The probe carried out its closest approach on December 24, where it whizzed past just 6.1 million kilometers (3.8 million miles) from the Sun’s surface while moving at around 690,000 kilometers per hour (430,000 miles per hour) – making it the fastest spacecraft ever.

Parker Solar Probe launched in 2018 to get closer to the Sun than humanity ever has before. Its mission to “touch the Sun” means flying through the Sun’s corona, its weak outer atmosphere – at scorching temperatures of up to 980°C (1,800°F) – to try and solve the mystery of why the Sun’s corona gets heated to millions of degrees, much hotter than the Sun's surface. It will also help scientists trace the origin of the solar wind and how its energetic particles are accelerated to near-light speed when flung out into space.

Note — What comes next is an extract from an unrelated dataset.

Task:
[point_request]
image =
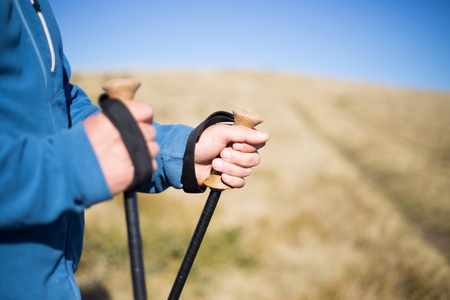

To make this closest approach, Parker had to swing by Venus seven times to get a gravity assist to boost its speed and has orbited the Sun 21 times, inching closer with each pass. This 22nd flyby marks the closest the probe will get to the Sun. It has two more scheduled flybys at a similar distance and speed in March and June 2025.

“This is one example of NASA’s bold missions, doing something that no one else has ever done before to answer longstanding questions about our universe,” Parker Solar Probe program scientist Arik Posner said in a statement on December 20, when they last heard from it. "We can’t wait to receive that first status update from the spacecraft and start receiving the science data in the coming weeks."

Now it has sent back its beacon indicating the craft’s general health, the team on Earth is expecting to receive a more detailed telemetry data report on January 1, and only then will they know if it collected the data to help solve some of the Sun’s enduring mysteries.

“No human-made object has ever passed this close to a star, so Parker will truly be returning data from uncharted territory,” Nick Pinkine, Parker Solar Probe mission operations manager at NASA’s Applied Physics Laboratory said.